February 2045 - San Francisco, The Elvish Protectorate


Camille Solbourne, first cousin to the sovereign ruler of the Elvish Protectorate and one of the last three living descendants of the Dia family, turned a corner so sharply, she nearly lost a heel.

Somewhere else in the cavernous warren of the Summit Hall, a crowd’s roar went up, shaking the walls and bouncing off of fine marble floors. She didn’t hear it. All she was aware of, all she could feel and hear and taste, was him.

And that meant she had to run.

The Hall wasn’t particularly familiar to her. She rarely left her mother’s Napa estate, and even when she spent time with her cousins in San Francisco, they didn’t care to pass the time in the awe inspiring labyrinth where the elvish government made their laws.

It didn’t matter, though. She didn’t need to know where she was going. She just needed to get out.

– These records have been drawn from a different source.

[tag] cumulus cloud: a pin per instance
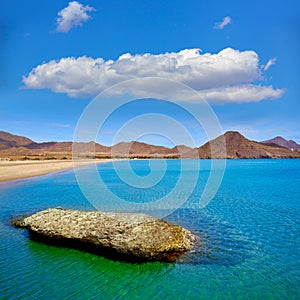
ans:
(270, 63)
(72, 15)
(225, 22)
(226, 76)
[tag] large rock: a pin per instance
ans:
(125, 235)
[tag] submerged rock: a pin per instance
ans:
(124, 235)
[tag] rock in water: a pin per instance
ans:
(126, 235)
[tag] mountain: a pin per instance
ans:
(280, 141)
(8, 140)
(234, 145)
(229, 145)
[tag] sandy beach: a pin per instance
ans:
(11, 170)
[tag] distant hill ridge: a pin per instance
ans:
(229, 145)
(280, 141)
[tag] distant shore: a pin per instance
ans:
(12, 170)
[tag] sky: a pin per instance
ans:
(239, 58)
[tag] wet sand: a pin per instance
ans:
(11, 170)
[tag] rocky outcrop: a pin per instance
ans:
(124, 235)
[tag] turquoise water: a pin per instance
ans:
(250, 241)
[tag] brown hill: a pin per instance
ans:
(230, 145)
(126, 149)
(8, 140)
(281, 142)
(234, 145)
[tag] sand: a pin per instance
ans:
(11, 170)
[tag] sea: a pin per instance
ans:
(249, 232)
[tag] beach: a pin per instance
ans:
(11, 170)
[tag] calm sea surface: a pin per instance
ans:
(250, 236)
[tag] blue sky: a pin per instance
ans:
(56, 56)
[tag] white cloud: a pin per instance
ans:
(225, 22)
(227, 76)
(72, 15)
(270, 63)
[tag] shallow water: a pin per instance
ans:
(250, 242)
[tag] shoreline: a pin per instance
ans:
(13, 170)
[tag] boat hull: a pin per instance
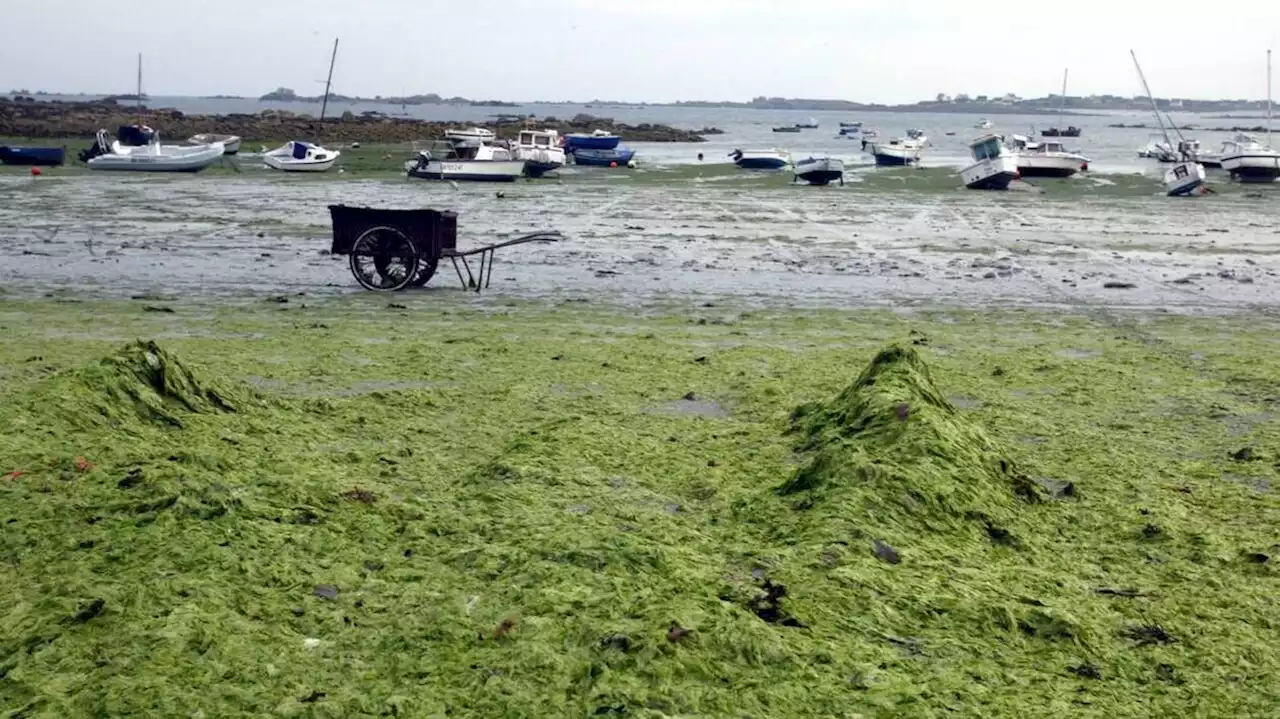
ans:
(44, 156)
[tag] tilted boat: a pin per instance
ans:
(296, 156)
(821, 170)
(231, 142)
(48, 156)
(993, 168)
(760, 159)
(465, 160)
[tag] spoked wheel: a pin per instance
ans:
(384, 260)
(425, 270)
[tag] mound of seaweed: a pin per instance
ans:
(892, 444)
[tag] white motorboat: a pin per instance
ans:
(151, 158)
(760, 159)
(1048, 159)
(540, 151)
(231, 142)
(896, 152)
(465, 160)
(993, 166)
(298, 156)
(821, 170)
(1249, 160)
(472, 133)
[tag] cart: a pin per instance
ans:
(392, 250)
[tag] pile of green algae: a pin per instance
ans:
(181, 544)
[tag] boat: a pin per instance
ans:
(466, 160)
(471, 133)
(540, 151)
(1047, 159)
(598, 140)
(154, 158)
(616, 158)
(993, 166)
(297, 156)
(229, 141)
(760, 159)
(821, 170)
(896, 152)
(1249, 160)
(1187, 175)
(46, 156)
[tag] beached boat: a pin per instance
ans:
(152, 158)
(896, 152)
(760, 159)
(598, 140)
(616, 158)
(297, 156)
(821, 170)
(231, 142)
(1048, 159)
(471, 133)
(466, 160)
(46, 156)
(540, 151)
(993, 168)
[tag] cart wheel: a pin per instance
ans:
(425, 271)
(384, 260)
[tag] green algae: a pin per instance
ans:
(513, 530)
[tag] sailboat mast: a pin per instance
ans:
(328, 83)
(1152, 97)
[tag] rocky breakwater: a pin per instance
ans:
(28, 118)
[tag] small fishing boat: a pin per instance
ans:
(616, 158)
(297, 156)
(896, 152)
(154, 158)
(598, 140)
(231, 142)
(540, 151)
(993, 166)
(466, 160)
(821, 170)
(760, 159)
(1047, 159)
(46, 156)
(472, 133)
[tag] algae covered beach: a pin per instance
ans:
(341, 505)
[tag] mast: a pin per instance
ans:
(329, 82)
(1150, 96)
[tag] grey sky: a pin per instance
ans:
(650, 50)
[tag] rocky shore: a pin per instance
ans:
(31, 118)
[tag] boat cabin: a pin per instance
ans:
(987, 147)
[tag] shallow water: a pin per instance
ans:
(645, 237)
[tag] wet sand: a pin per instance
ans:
(636, 242)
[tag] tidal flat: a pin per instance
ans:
(429, 505)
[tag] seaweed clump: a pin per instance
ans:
(892, 444)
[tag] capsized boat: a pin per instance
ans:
(760, 159)
(48, 156)
(297, 156)
(152, 158)
(598, 140)
(540, 151)
(821, 170)
(231, 142)
(1048, 159)
(616, 158)
(465, 160)
(993, 168)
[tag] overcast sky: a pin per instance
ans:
(640, 50)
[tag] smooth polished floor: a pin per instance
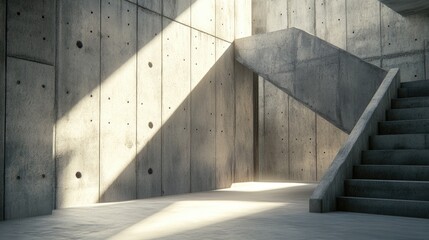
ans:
(244, 211)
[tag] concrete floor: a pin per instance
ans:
(245, 211)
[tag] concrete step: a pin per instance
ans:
(404, 126)
(415, 102)
(391, 189)
(391, 172)
(415, 84)
(406, 208)
(396, 157)
(399, 141)
(407, 114)
(413, 92)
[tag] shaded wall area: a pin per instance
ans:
(365, 28)
(118, 100)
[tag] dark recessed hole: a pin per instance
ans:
(79, 44)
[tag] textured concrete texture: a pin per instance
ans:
(366, 28)
(303, 66)
(408, 7)
(331, 186)
(245, 211)
(144, 103)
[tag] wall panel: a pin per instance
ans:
(203, 112)
(118, 101)
(77, 127)
(203, 15)
(225, 122)
(363, 28)
(331, 21)
(427, 59)
(302, 142)
(402, 34)
(243, 18)
(244, 144)
(149, 104)
(179, 10)
(153, 5)
(2, 98)
(225, 20)
(29, 165)
(175, 108)
(31, 30)
(276, 128)
(301, 14)
(276, 15)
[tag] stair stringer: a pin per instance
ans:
(331, 186)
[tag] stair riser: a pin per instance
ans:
(396, 157)
(384, 207)
(408, 114)
(413, 92)
(412, 173)
(410, 103)
(416, 84)
(404, 127)
(387, 189)
(404, 141)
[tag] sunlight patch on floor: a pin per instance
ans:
(188, 215)
(261, 186)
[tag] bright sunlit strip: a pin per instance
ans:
(260, 186)
(189, 215)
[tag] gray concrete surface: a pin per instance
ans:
(331, 186)
(124, 80)
(303, 66)
(2, 98)
(408, 7)
(246, 211)
(29, 165)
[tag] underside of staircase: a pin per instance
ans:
(393, 177)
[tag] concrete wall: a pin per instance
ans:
(118, 100)
(2, 99)
(365, 28)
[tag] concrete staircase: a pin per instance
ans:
(393, 178)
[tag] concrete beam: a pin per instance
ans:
(407, 7)
(330, 81)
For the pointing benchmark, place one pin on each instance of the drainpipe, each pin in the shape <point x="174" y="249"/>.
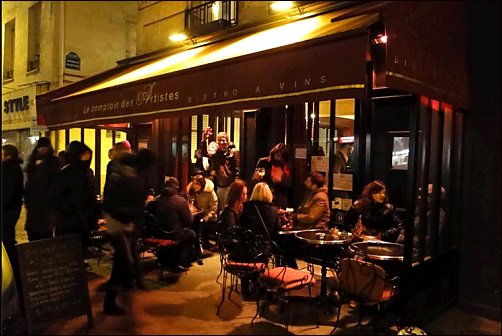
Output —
<point x="62" y="43"/>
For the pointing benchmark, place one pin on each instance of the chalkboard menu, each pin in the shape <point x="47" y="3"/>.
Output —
<point x="53" y="280"/>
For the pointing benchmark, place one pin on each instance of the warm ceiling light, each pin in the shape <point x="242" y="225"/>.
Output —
<point x="380" y="39"/>
<point x="178" y="37"/>
<point x="281" y="5"/>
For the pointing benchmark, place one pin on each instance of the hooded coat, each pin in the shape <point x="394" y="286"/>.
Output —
<point x="205" y="200"/>
<point x="74" y="194"/>
<point x="314" y="211"/>
<point x="124" y="194"/>
<point x="41" y="174"/>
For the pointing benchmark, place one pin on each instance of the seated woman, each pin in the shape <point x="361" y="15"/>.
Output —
<point x="377" y="216"/>
<point x="276" y="172"/>
<point x="231" y="213"/>
<point x="173" y="214"/>
<point x="261" y="217"/>
<point x="201" y="190"/>
<point x="314" y="210"/>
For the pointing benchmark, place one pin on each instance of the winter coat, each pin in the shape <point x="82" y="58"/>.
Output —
<point x="380" y="219"/>
<point x="250" y="219"/>
<point x="124" y="193"/>
<point x="205" y="200"/>
<point x="281" y="189"/>
<point x="314" y="211"/>
<point x="228" y="218"/>
<point x="74" y="194"/>
<point x="41" y="175"/>
<point x="224" y="165"/>
<point x="173" y="214"/>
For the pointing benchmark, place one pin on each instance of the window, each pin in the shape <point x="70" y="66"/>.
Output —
<point x="205" y="17"/>
<point x="34" y="20"/>
<point x="10" y="36"/>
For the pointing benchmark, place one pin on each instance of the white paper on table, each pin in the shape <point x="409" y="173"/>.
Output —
<point x="319" y="163"/>
<point x="342" y="182"/>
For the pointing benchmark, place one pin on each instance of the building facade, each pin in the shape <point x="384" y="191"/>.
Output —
<point x="314" y="76"/>
<point x="32" y="65"/>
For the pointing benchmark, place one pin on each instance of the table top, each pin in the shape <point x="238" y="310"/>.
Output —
<point x="294" y="231"/>
<point x="379" y="250"/>
<point x="329" y="238"/>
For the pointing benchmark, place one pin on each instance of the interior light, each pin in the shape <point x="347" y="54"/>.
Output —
<point x="380" y="39"/>
<point x="281" y="5"/>
<point x="178" y="37"/>
<point x="216" y="9"/>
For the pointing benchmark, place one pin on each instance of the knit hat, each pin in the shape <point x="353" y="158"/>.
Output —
<point x="44" y="142"/>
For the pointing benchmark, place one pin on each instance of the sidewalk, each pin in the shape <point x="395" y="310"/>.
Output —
<point x="185" y="303"/>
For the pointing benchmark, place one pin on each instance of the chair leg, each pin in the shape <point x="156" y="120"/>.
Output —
<point x="223" y="286"/>
<point x="219" y="274"/>
<point x="339" y="308"/>
<point x="257" y="314"/>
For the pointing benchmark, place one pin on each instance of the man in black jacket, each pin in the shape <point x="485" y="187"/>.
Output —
<point x="124" y="202"/>
<point x="173" y="215"/>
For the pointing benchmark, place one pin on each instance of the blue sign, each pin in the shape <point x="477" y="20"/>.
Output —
<point x="72" y="61"/>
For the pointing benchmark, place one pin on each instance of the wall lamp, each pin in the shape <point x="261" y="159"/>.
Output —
<point x="180" y="37"/>
<point x="378" y="34"/>
<point x="282" y="6"/>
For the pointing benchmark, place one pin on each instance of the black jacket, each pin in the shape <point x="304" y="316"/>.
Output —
<point x="74" y="194"/>
<point x="281" y="189"/>
<point x="124" y="194"/>
<point x="41" y="175"/>
<point x="251" y="220"/>
<point x="381" y="218"/>
<point x="173" y="214"/>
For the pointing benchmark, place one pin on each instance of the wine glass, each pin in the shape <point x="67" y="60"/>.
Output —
<point x="260" y="171"/>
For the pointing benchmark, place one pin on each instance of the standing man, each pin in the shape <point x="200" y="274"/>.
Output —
<point x="123" y="204"/>
<point x="224" y="164"/>
<point x="41" y="170"/>
<point x="342" y="157"/>
<point x="314" y="210"/>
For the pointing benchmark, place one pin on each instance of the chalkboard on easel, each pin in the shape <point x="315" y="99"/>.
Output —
<point x="53" y="280"/>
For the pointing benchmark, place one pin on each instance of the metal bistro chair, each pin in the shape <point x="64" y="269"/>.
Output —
<point x="365" y="283"/>
<point x="277" y="283"/>
<point x="240" y="250"/>
<point x="160" y="242"/>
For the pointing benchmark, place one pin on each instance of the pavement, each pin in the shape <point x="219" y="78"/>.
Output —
<point x="185" y="303"/>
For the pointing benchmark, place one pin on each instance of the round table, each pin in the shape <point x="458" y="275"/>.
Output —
<point x="328" y="245"/>
<point x="385" y="254"/>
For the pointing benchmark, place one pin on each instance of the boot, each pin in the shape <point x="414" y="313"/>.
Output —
<point x="110" y="307"/>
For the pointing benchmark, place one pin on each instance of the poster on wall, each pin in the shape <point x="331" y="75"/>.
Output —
<point x="320" y="164"/>
<point x="342" y="182"/>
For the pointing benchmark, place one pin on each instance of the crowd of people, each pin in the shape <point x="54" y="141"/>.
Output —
<point x="60" y="199"/>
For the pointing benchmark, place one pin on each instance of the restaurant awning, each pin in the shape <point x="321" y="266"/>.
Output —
<point x="312" y="58"/>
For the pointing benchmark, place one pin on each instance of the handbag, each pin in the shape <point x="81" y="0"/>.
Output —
<point x="359" y="228"/>
<point x="261" y="218"/>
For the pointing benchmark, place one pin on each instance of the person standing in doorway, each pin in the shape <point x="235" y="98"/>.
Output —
<point x="224" y="164"/>
<point x="74" y="195"/>
<point x="123" y="203"/>
<point x="42" y="168"/>
<point x="276" y="172"/>
<point x="342" y="159"/>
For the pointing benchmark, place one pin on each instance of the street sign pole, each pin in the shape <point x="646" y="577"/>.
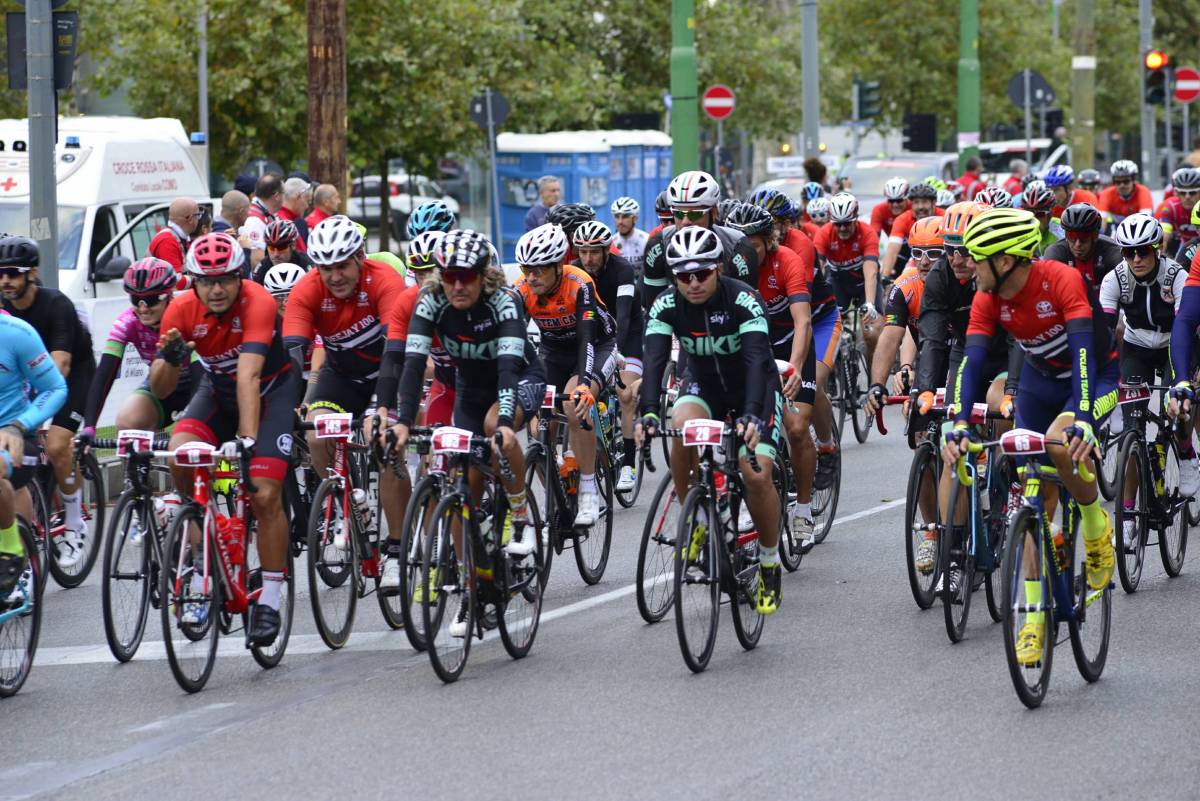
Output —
<point x="43" y="218"/>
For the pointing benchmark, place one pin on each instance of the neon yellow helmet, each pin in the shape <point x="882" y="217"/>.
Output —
<point x="1014" y="232"/>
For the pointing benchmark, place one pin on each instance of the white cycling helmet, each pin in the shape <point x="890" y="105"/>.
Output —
<point x="282" y="277"/>
<point x="334" y="240"/>
<point x="897" y="188"/>
<point x="843" y="208"/>
<point x="693" y="190"/>
<point x="625" y="205"/>
<point x="819" y="210"/>
<point x="1138" y="230"/>
<point x="544" y="245"/>
<point x="694" y="248"/>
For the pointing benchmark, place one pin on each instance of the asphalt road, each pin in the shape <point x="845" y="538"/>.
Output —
<point x="852" y="693"/>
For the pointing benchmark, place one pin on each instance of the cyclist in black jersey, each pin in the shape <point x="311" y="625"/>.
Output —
<point x="617" y="288"/>
<point x="721" y="324"/>
<point x="499" y="377"/>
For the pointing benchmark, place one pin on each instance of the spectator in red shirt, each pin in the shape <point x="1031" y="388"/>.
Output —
<point x="325" y="203"/>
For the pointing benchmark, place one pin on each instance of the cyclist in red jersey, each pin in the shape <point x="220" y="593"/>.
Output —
<point x="1068" y="383"/>
<point x="233" y="326"/>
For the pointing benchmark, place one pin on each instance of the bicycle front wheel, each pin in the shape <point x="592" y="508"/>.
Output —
<point x="125" y="591"/>
<point x="697" y="579"/>
<point x="191" y="592"/>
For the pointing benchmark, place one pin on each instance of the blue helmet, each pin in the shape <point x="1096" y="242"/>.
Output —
<point x="1059" y="175"/>
<point x="435" y="216"/>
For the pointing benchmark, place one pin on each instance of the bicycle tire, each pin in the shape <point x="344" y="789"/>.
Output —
<point x="125" y="639"/>
<point x="1031" y="693"/>
<point x="592" y="552"/>
<point x="1131" y="560"/>
<point x="1173" y="549"/>
<point x="334" y="628"/>
<point x="197" y="646"/>
<point x="1091" y="625"/>
<point x="924" y="468"/>
<point x="703" y="571"/>
<point x="448" y="655"/>
<point x="19" y="633"/>
<point x="655" y="554"/>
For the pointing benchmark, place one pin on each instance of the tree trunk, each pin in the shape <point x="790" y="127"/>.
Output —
<point x="327" y="92"/>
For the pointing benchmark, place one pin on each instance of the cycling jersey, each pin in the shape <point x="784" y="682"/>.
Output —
<point x="573" y="321"/>
<point x="1051" y="319"/>
<point x="487" y="343"/>
<point x="24" y="359"/>
<point x="726" y="341"/>
<point x="251" y="325"/>
<point x="738" y="259"/>
<point x="352" y="329"/>
<point x="1105" y="257"/>
<point x="1117" y="206"/>
<point x="1149" y="303"/>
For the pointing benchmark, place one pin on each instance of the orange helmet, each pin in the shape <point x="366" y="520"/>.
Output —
<point x="958" y="217"/>
<point x="927" y="232"/>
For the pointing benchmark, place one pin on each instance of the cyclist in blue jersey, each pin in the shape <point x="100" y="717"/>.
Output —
<point x="23" y="359"/>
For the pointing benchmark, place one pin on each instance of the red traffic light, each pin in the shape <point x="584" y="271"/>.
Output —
<point x="1156" y="60"/>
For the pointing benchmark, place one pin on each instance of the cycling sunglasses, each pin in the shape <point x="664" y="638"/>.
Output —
<point x="1144" y="251"/>
<point x="695" y="276"/>
<point x="149" y="301"/>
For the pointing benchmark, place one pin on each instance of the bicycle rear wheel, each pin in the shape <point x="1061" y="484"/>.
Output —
<point x="454" y="596"/>
<point x="1027" y="595"/>
<point x="655" y="588"/>
<point x="125" y="591"/>
<point x="333" y="571"/>
<point x="191" y="646"/>
<point x="21" y="619"/>
<point x="697" y="582"/>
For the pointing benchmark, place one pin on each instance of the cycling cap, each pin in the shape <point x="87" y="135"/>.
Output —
<point x="334" y="240"/>
<point x="433" y="216"/>
<point x="1013" y="232"/>
<point x="543" y="245"/>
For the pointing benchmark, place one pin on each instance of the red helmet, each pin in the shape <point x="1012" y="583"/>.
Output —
<point x="150" y="276"/>
<point x="215" y="254"/>
<point x="281" y="233"/>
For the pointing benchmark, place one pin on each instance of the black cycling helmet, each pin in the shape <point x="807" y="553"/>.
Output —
<point x="750" y="220"/>
<point x="570" y="216"/>
<point x="1081" y="217"/>
<point x="18" y="252"/>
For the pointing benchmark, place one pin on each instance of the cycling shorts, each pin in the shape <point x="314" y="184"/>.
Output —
<point x="213" y="417"/>
<point x="339" y="392"/>
<point x="82" y="377"/>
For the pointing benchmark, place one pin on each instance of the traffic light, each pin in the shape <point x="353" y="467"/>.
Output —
<point x="1156" y="64"/>
<point x="921" y="133"/>
<point x="867" y="95"/>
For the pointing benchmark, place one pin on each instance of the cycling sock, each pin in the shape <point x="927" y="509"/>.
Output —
<point x="1095" y="521"/>
<point x="273" y="589"/>
<point x="10" y="540"/>
<point x="1033" y="598"/>
<point x="630" y="456"/>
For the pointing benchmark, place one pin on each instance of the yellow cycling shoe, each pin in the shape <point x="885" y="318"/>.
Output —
<point x="1030" y="644"/>
<point x="1101" y="560"/>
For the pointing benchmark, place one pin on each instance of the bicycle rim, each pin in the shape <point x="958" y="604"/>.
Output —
<point x="191" y="649"/>
<point x="333" y="571"/>
<point x="18" y="634"/>
<point x="697" y="583"/>
<point x="655" y="585"/>
<point x="1029" y="680"/>
<point x="125" y="591"/>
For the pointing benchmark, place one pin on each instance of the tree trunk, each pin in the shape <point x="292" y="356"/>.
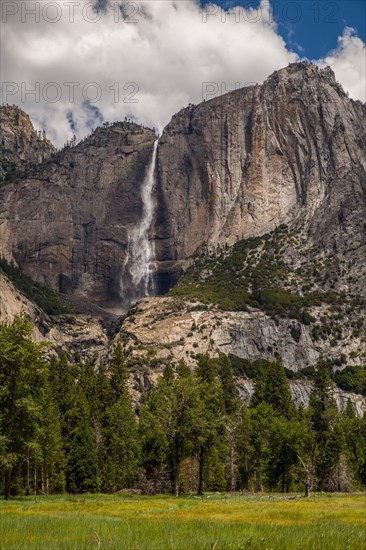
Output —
<point x="176" y="476"/>
<point x="232" y="462"/>
<point x="200" y="471"/>
<point x="28" y="474"/>
<point x="7" y="484"/>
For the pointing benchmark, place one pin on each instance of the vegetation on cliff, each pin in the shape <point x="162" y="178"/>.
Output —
<point x="73" y="426"/>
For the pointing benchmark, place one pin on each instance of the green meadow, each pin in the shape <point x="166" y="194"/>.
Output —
<point x="215" y="522"/>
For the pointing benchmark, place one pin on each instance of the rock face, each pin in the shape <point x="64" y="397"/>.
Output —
<point x="67" y="225"/>
<point x="290" y="151"/>
<point x="20" y="145"/>
<point x="178" y="330"/>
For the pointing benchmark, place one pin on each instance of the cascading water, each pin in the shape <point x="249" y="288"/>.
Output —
<point x="137" y="268"/>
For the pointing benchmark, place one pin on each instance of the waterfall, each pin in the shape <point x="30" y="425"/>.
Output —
<point x="137" y="268"/>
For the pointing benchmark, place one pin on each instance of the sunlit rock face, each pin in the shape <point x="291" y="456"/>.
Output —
<point x="290" y="151"/>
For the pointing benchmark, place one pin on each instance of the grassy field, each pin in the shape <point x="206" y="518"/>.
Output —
<point x="158" y="523"/>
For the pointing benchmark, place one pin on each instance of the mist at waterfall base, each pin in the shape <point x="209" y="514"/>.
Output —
<point x="137" y="274"/>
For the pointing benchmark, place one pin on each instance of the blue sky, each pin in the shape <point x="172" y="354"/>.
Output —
<point x="150" y="62"/>
<point x="311" y="27"/>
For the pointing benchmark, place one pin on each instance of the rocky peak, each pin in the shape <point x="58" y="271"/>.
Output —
<point x="20" y="144"/>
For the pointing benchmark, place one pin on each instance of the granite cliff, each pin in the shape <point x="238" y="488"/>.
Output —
<point x="288" y="154"/>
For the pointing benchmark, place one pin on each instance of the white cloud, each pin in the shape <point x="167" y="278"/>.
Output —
<point x="348" y="62"/>
<point x="165" y="47"/>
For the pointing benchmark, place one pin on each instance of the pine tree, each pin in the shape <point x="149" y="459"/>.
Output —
<point x="271" y="387"/>
<point x="21" y="376"/>
<point x="323" y="416"/>
<point x="122" y="445"/>
<point x="210" y="436"/>
<point x="81" y="469"/>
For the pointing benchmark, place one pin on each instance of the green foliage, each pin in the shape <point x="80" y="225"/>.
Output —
<point x="74" y="426"/>
<point x="251" y="274"/>
<point x="352" y="378"/>
<point x="22" y="373"/>
<point x="81" y="468"/>
<point x="43" y="296"/>
<point x="271" y="387"/>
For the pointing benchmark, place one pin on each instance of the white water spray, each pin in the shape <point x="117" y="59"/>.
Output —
<point x="140" y="253"/>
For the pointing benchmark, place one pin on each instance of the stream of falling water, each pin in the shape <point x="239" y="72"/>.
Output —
<point x="140" y="252"/>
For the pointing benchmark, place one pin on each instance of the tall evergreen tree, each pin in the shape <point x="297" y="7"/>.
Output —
<point x="21" y="376"/>
<point x="271" y="387"/>
<point x="323" y="416"/>
<point x="81" y="469"/>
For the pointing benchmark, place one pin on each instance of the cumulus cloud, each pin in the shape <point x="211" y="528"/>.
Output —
<point x="104" y="60"/>
<point x="348" y="62"/>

Camille’s skin burned as pheromones washed through her veins. Her heart stuttered a wild, uneven beat. Sweat beaded along her spine beneath the silk of her ice blue dress. Her bones felt ill-suited to their muscled confines. The beds of her claws ached. Even her vision was sharper.

All it took was one deep breath of his scent, one touch of his fingers to the soft, vulnerable underside of her chin, and she was changed.

Fuck!

Camille made another wild turn into an unfamiliar corridor, her heels clattering against the black marble floor, and spotted a door to a small, unused meeting room. Her preference was to get outside and as far away from Solbourne Tower as she possibly could, but what if he was out there? What if he waited for her by the steps or lingered in the shadows of the parking garage? She thought he darted after her when she fled the green room behind the sovereign’s podium, but if he pursued her, wouldn’t he have already caught her?

A more insidious inner voice than that of her anxiety whispered, What if he isn’t waiting? What if he’s already forgotten you, like he did before?

She shook the crushing doubt loose and kept going. She would not turn around. She would not look to see if he followed. She would not take any unnecessary risk.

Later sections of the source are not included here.